Dia melanjutkan, keanekaragaman hayati juga memiliki nilai intrinsik yang berhak untuk tetap hidup, walau tidak memberikan manfaat langsung bagi manusia. Kehilangan atau penurunan kondisi keanekaragaman hayati dapat membahayakan nilai dan fungsi tersebut, serta mempengaruhi kesejahteraan manusia.
Dolly menegaskan, upaya untuk menyelamatkan keanekaragaman hayati bukan hanya tugas pemerintah saja, tetap butuh dukungan semua pihak, termasuk sektor swasta dan masyarakat, serta dilakukan dengan pendekatan bentang alam.

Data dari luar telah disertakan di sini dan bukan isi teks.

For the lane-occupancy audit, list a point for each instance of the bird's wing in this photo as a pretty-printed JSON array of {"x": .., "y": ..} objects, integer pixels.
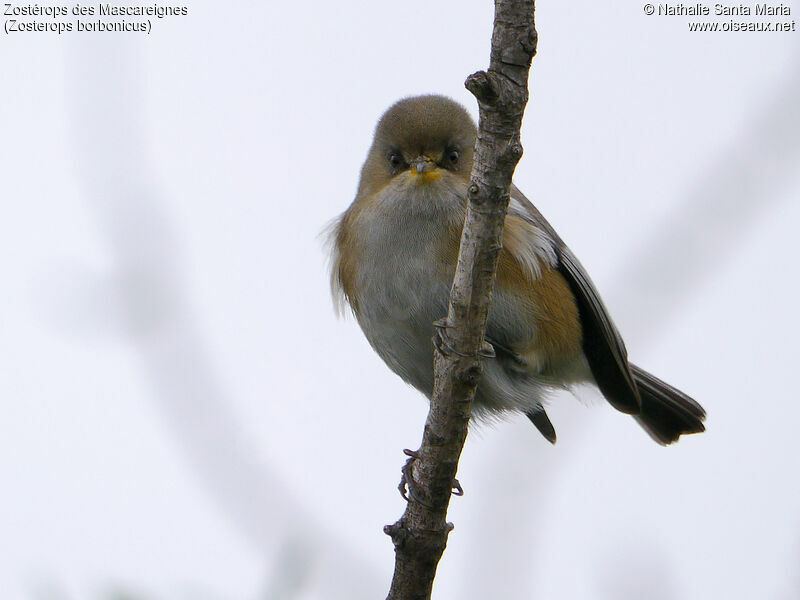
[{"x": 602, "y": 344}]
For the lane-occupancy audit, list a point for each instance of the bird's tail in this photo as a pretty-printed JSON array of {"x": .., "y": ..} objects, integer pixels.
[{"x": 667, "y": 413}]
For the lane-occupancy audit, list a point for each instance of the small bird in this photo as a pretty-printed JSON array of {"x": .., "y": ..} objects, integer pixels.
[{"x": 394, "y": 253}]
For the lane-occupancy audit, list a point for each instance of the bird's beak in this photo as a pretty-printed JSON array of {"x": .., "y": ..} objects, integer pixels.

Pada kesempatan yang sama, Anggota AIPI dan Direktur Pusat Studi Etika Lingkungan Universitas Nasional, Prof.Dr. Endang Sukara mengingatkan, bahwa keanekaragaman hayati Indonesia sangat unik. Di sebagian besar endemik atau tidak dijumpai di mana.pun, kecuali di negeri ini.
Kemajuan ilmu pengetahuan dan teknologi telah mengungkapkan potensi ekonomi keanekaragaman hayati terutama untuk bisnis farmasi multi miliar dolar. Oleh karena itu, harus menyadari pentingnya keanekaragaman hayati tidak hanya melindunginya tetapi yang lebih penting memanfaatkannya dan keuntungan bagi sebesar-besarnya bagi kesejahteraan seluruh rakyat Indonesia.
"Kebijakan politik, investasi, kemajuan ilmu pengetahuan dan teknologi dan bioetika harus dijadikan instrumen utuh untuk mengarusutamakan keanekaragaman hayati dalam pembangunan nasional," kata Endang Sukara. (esy/jpnn)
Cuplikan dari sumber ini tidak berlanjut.